Apparently, Harold is not letting his title go without a fight:
Earlier this week, John Cook of Gawker asked the campaign of Harold Ford of Tennessee, Merrill Lynch, the DLC, NBC and the Park Avenue Regency whether Ford, despite living in Manhattan since 2007, had ever filed a state tax return.
It took a few days, but Ford's LIEberman flack Tammy Sun got back to Cook with the shocking answer -- "No."
Ford evidently claimed to work entirely out of Merrill Lynch's office in Nashville (where there is no income tax), and arranged to have his untold multi-million dollars in salary and bonuses paid there.

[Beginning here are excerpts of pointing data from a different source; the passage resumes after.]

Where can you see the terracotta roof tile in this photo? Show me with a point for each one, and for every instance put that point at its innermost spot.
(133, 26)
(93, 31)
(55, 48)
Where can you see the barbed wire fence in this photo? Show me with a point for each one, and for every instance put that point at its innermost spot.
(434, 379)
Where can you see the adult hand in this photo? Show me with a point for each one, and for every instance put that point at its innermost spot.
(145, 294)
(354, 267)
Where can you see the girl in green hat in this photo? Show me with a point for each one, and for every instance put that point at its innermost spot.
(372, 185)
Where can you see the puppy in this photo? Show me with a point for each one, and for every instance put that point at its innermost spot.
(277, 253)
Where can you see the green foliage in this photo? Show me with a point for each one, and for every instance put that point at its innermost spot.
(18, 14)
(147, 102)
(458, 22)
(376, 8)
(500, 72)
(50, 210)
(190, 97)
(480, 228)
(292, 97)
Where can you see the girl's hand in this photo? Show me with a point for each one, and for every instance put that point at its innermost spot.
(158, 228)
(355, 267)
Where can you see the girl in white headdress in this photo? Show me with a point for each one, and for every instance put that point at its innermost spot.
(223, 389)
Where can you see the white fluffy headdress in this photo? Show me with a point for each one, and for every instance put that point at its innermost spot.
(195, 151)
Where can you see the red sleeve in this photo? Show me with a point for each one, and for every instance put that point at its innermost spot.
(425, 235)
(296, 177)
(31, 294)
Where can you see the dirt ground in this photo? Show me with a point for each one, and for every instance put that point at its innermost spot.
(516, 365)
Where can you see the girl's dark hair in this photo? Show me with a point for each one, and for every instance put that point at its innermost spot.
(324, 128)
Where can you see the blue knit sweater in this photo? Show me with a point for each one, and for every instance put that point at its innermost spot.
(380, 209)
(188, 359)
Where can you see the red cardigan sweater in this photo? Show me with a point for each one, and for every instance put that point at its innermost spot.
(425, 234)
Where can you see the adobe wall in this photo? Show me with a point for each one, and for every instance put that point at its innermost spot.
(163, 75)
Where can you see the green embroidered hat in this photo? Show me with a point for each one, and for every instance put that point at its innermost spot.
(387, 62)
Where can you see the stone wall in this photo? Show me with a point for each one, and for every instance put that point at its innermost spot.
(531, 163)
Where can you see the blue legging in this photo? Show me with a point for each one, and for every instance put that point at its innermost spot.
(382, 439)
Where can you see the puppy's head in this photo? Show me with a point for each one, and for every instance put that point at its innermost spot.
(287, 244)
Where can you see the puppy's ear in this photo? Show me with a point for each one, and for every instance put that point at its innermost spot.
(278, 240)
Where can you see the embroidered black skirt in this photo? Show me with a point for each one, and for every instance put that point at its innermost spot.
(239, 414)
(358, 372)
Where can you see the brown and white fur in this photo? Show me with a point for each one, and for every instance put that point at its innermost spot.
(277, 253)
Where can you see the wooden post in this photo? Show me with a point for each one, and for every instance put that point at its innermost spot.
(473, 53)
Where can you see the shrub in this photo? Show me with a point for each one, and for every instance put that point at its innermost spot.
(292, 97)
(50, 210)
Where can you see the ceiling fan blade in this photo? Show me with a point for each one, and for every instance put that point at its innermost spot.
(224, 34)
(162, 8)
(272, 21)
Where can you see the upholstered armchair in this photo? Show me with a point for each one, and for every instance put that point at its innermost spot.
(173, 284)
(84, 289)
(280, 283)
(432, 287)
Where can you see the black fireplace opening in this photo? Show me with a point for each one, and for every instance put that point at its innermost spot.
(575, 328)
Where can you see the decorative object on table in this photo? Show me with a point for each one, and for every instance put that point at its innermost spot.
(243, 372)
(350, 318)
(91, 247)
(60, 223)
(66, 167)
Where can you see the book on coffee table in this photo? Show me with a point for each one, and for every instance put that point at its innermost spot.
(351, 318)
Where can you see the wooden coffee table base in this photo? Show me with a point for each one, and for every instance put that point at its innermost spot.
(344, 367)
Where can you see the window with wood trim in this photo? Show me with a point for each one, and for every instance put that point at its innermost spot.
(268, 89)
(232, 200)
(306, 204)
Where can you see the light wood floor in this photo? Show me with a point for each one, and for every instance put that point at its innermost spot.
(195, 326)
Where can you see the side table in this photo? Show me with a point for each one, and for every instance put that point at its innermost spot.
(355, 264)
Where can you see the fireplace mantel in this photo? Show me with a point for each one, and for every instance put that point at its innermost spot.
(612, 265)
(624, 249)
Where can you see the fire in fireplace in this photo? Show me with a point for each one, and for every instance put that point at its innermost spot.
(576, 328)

There is simply no good direction for Ford to go on this one. Ford has built his entire campaign apparatus in New York (where he is flirting with a primary challenge to freshman Democrat Kirsten Gillibrand) on the premise that he left Tennessee for his "new home" in New York City a few years back. Either he lied about that, and has never left Tennessee except to make a few bucks, or he is a "transplant to New York" who has evaded taxes.
Even if, somehow, his lawyers and accountants can find legality in claiming Tennessee residency while maintaining an office (and, at least, some public profile) in New York, the political opportunity costs for him here are frighteningly steep. It is going to be hard to hammer your opponent on...say...tax reform when your personal definition of tax reform is apparently not to claim residence in the state where you live, work, and are seeking election.
Especially interesting since in an appearance yesterday in Buffalo (where he is courting the endorsement of Mayor Byron Brown), Ford said that "Jobs, taxes, the economy, [are] foremost on people's minds everywhere."
If taxes weren't "foremost" on the minds of the New York electorate before this revelation, they probably will be in the near future.